El mozo miró inquisitivamente a Gauna.

Este asintió.

– Sirva, nomás -dijo-. Yo hago frente.

Después de beber, todos se levantaron, salvo Larsen. Gauna le preguntó:

– ¿No venís?

– No, che. Yo me quedo.

– ¿Qué te pasa? -preguntó Maidana.

– No puedo ir -Larsen contestó, sonriendo significativamente.

– Dejála que espere -aconsejó Pegoraro-. Les asienta bien.

Antúnez comentó:

– Este le cree.

– Si no ¿por qué no iba a ir? -interrogó Larsen.

Gauna le dijo:

– Pero imagino que esta noche te sumarás a nosotros.

– No, viejo. No puedo -le aseguró Larsen.

Gauna se encogió de hombros y empezó a salir con los muchachos. Después volvió a la mesa y le dijo en voz baja a su amigo:

– Si podés, pasá por casa y decíle a Clara que he salido.

– Debías decírselo vos -replicó Larsen.

Gauna alcanzó al grupo.

– ¿A quién tendrá que ver Larsen? -preguntó Maidana.

– No sé -contestó secamente Gauna.

– A nadie -aseguró Antúnez-. ¿Cómo no comprenden que es un pretexto?

– Un puro pretexto -repitió tristemente Pegoraro-. Ese muchacho carece de calor humano, es un egoísta, un comodón.

Antúnez entonó con la voz melosa, que ya cansaba a los propios amigos:

Contra el destino
nadie la talla.

XXXIX

– ¿Cuánto ganaste? -preguntó el doctor. Sus labios finos dibujaron una sonrisa sutil-. Yo siempre repito que no hay deporte más noble.
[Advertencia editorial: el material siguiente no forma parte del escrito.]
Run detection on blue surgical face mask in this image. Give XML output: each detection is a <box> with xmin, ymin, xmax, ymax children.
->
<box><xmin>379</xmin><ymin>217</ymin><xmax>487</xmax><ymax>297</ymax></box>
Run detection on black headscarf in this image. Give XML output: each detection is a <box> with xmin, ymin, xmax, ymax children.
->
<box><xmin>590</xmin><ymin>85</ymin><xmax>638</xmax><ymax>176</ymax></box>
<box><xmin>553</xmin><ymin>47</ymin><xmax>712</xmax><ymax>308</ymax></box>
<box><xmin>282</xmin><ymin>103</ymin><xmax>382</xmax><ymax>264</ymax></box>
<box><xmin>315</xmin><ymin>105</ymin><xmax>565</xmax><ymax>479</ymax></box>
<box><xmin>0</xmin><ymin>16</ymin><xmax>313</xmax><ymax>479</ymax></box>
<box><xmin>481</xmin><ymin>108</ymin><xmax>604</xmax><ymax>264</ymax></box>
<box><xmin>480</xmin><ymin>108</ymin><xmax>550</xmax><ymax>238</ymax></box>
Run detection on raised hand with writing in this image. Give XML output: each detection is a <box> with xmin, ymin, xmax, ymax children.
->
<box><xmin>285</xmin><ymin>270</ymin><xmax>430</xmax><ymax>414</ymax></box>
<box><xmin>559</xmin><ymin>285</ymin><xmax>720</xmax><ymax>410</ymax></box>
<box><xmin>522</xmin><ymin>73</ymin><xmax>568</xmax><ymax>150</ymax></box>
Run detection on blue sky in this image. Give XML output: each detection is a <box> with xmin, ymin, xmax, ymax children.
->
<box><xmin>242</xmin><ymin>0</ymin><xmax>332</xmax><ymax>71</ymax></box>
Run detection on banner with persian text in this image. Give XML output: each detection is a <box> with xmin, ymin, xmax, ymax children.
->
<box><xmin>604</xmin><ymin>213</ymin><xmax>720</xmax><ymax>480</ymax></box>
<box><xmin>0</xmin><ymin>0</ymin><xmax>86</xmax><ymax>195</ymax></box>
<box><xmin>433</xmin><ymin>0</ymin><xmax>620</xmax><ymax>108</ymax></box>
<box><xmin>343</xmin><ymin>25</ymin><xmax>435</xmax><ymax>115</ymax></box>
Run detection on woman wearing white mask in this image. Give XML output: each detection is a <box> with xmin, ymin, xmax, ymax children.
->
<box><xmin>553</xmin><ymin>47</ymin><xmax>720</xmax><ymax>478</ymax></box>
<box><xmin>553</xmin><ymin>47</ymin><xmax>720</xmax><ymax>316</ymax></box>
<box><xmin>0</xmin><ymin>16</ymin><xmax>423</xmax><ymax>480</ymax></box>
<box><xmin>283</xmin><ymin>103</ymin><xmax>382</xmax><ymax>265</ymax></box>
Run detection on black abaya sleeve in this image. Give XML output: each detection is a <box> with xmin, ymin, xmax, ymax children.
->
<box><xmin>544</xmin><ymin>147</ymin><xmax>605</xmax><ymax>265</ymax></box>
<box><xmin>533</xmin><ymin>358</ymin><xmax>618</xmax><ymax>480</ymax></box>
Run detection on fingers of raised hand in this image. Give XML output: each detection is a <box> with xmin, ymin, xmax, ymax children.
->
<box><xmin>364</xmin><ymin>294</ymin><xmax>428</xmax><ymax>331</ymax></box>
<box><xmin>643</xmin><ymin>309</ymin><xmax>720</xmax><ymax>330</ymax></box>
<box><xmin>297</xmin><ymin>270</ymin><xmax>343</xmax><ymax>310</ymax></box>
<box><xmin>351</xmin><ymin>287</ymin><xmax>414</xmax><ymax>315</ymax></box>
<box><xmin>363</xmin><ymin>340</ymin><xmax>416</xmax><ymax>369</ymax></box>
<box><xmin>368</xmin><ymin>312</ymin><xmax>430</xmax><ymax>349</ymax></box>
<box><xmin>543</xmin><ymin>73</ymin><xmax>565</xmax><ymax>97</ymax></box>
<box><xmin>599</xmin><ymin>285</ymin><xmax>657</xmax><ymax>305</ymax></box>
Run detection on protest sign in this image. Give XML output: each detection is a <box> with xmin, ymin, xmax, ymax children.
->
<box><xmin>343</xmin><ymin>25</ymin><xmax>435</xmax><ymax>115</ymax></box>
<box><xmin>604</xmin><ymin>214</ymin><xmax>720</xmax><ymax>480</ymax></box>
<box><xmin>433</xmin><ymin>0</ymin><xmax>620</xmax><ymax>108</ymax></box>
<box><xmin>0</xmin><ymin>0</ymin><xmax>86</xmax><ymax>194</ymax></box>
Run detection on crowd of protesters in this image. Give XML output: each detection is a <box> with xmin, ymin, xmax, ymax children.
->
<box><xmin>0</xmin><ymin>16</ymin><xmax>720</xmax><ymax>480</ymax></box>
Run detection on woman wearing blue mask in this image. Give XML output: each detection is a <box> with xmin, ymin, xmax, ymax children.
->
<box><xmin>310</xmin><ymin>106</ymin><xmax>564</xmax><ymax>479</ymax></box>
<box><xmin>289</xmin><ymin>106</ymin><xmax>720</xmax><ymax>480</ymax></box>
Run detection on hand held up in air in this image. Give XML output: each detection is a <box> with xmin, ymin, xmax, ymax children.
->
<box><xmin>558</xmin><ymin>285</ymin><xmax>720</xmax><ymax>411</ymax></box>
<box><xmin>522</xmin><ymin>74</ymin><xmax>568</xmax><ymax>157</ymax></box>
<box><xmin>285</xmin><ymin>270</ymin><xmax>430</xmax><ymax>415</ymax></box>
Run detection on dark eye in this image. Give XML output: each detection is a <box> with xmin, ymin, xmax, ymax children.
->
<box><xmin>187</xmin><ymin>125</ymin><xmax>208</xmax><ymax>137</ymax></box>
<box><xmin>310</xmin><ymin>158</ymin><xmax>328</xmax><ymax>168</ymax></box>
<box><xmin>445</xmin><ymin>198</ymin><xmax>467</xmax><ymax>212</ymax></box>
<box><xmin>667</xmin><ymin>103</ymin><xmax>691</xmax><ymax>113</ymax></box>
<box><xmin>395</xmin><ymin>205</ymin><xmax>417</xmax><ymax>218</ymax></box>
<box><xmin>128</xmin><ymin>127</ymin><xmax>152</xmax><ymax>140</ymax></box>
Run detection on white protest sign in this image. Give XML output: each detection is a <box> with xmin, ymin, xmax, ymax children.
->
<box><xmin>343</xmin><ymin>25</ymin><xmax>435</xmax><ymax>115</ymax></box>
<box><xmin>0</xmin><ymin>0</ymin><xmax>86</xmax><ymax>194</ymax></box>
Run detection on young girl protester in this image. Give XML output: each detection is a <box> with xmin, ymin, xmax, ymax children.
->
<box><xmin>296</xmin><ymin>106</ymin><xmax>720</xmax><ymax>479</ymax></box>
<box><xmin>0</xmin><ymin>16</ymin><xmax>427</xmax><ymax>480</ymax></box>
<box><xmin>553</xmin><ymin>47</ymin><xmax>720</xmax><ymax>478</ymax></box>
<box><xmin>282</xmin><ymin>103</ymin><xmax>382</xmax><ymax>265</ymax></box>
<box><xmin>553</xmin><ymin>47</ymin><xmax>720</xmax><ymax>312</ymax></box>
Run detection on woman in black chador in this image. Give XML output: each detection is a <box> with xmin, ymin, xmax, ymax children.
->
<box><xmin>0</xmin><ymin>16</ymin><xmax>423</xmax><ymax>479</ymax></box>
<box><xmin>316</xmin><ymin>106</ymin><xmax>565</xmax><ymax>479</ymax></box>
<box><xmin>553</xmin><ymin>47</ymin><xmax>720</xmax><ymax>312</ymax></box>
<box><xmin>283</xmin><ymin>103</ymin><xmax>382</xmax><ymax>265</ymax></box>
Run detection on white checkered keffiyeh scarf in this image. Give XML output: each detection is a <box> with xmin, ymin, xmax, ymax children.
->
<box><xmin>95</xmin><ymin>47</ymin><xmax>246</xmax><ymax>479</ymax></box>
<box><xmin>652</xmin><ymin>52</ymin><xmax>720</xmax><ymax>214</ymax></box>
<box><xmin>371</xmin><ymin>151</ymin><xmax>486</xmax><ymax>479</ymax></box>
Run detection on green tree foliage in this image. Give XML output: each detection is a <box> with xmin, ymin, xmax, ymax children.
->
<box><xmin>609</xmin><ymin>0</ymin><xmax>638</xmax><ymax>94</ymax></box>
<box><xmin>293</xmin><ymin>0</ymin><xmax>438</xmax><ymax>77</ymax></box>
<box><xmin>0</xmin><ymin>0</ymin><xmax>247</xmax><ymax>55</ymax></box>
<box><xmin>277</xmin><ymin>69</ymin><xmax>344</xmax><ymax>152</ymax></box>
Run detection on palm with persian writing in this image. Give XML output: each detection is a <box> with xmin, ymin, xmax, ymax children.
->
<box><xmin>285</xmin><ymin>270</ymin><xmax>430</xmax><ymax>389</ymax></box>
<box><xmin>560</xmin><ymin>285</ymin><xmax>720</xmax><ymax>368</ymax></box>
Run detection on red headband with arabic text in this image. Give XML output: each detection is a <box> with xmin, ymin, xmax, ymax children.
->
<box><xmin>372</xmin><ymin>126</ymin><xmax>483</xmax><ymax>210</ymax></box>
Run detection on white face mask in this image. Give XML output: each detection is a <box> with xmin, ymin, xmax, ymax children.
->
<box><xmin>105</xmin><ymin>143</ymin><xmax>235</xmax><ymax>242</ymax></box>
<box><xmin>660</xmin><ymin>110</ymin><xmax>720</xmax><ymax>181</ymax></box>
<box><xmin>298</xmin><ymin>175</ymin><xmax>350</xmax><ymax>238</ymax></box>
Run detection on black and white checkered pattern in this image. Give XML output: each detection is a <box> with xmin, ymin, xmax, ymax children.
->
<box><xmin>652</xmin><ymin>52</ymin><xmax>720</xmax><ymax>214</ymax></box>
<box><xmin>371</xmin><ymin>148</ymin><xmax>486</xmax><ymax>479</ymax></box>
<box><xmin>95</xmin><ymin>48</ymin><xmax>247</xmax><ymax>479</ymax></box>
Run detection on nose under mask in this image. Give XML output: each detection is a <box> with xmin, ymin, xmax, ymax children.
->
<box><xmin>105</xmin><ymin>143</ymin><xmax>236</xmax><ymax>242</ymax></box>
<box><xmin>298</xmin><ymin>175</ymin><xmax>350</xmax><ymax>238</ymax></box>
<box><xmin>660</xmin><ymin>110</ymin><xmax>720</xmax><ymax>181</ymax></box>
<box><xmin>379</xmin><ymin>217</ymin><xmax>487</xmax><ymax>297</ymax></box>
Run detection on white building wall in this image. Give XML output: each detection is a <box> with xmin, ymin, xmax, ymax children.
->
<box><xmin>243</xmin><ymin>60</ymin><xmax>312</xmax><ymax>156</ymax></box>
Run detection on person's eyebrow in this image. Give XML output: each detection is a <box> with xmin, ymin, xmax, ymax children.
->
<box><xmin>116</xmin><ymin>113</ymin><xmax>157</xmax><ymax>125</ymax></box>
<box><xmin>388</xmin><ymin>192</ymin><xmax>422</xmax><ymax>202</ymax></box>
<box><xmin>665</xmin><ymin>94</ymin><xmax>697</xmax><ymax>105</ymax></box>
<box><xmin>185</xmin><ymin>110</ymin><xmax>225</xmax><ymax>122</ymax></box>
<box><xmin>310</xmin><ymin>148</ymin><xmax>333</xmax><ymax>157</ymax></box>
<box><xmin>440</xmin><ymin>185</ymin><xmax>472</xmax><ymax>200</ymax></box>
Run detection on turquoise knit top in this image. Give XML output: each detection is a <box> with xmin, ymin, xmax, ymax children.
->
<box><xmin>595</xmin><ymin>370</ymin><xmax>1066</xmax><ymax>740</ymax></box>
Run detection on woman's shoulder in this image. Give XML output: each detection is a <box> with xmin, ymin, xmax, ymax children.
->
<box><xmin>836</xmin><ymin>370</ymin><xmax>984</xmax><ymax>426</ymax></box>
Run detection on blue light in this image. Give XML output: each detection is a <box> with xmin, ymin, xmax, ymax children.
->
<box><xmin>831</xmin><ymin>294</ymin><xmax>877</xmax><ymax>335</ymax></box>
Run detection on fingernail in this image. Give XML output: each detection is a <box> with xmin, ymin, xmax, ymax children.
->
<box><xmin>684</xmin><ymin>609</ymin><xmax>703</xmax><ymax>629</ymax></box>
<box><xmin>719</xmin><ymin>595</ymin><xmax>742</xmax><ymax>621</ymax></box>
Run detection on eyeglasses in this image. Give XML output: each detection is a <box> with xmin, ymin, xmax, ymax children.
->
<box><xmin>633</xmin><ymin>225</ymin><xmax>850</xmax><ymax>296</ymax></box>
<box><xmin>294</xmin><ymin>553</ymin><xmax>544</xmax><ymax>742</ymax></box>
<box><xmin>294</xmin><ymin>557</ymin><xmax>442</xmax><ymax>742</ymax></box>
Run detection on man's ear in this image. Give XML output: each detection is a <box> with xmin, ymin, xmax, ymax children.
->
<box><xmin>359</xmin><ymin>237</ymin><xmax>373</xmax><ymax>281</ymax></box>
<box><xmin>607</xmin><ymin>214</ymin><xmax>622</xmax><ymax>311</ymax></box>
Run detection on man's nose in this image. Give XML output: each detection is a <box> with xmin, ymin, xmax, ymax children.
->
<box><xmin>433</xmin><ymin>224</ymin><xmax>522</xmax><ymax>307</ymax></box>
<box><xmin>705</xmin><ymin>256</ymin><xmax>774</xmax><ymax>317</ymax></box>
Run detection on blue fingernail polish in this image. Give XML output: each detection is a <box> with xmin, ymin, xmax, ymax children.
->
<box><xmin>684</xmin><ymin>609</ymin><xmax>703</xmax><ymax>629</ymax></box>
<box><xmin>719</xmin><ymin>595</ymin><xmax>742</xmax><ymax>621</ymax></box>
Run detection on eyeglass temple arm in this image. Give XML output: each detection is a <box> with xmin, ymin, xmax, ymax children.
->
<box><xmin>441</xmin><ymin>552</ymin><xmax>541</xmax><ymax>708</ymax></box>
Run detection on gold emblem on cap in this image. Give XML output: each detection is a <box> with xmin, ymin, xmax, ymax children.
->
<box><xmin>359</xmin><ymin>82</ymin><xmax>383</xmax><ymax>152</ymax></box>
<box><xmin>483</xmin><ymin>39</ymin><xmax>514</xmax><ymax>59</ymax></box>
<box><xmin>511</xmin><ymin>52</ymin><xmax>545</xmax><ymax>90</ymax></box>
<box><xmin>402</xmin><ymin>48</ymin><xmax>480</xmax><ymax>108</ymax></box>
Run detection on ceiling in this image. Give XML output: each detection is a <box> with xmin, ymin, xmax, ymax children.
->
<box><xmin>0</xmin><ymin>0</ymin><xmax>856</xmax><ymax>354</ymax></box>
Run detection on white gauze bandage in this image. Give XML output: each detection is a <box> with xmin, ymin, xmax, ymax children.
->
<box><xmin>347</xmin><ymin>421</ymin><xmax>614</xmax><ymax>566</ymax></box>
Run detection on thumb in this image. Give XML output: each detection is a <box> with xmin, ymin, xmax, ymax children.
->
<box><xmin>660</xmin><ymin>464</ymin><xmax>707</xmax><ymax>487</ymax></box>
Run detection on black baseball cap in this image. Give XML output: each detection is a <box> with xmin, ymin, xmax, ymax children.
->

Llevaba saco azul, de mecánico, pantalón de fantasía, oscuro, y alpargatas. Los había recibido con frialdad, pero la noticia del triunfo de Gauna lo apaciguó notablemente.

– Mil setecientos cuarenta pesos -contestó Gauna, con orgullo. Guiñando un ojo, encogiendo la pierna izquierda, Antúnez comentó con entusiasmo:

– Hasta ahí lo que declara. Si quieren, le ausculto el fundillo.

– No te expreses como un malevo -lo retó el doctor-. Te voy a reprender cada vez que te pesque hablando como un malevo y como un lunfardo. Decencia, muchachos, decencia. El loco Almeyra, un hombre que no faltó a la cita en cuanta barrabasada y otros despropósitos que en su tiempo se cometieron, amén de haber detentado cierta notoriedad en años en que se estilaba, entre la dorada juventud, salir a cazar vigilantes, me dijo, y nunca lo olvidaré, que la decencia en el vestir le había reportado más que el naipe -después, encontrando su tono cordial, inquirió-: ¿Por qué no pasan?

Pasaron a la cocina y, sentados en bancos de fabricación casera y en sillas de paja (alguna, bajísima) rodearon al doctor. Éste, solemnemente, cebó mates que tomó y ofreció.

Por fin, Gauna se atrevió a hablar:

– Habíamos pensado salir a divertirnos en estas fiestas. Quisiéramos que nos honrara con su compañía.

– Ya te dije, muchacho -replicó Valerga-, que no soy un circo, para tener compañía. Pero acepto gustoso el convite.

– Cuando el doctor se entere para cuándo es el convite, lo fusila a Gaunita -comentó Antúnez, riendo nerviosamente.

– ¿Para cuándo? -preguntó el doctor.

– Para hoy -contestó Gauna.

El doctor se dirigió a Antúnez:

– ¿Qué te has creído, che? ¿Te imaginás que soy un viejo sotreta, que no puedo salir zumbando a la voz de mar?

– ¿Dónde iremos? -preguntó Maidana, acaso para distraerlos de la discusión.

Gauna comprendió que debía mostrarse firme.

– Vamos a retomar -dijo- el circuito del 27.

– ¿Los mismos sitios? -inquirió, con alarma, Pegoraro-. ¿Por qué? Hay que ver novedades, hay que ponerse a tono con la época.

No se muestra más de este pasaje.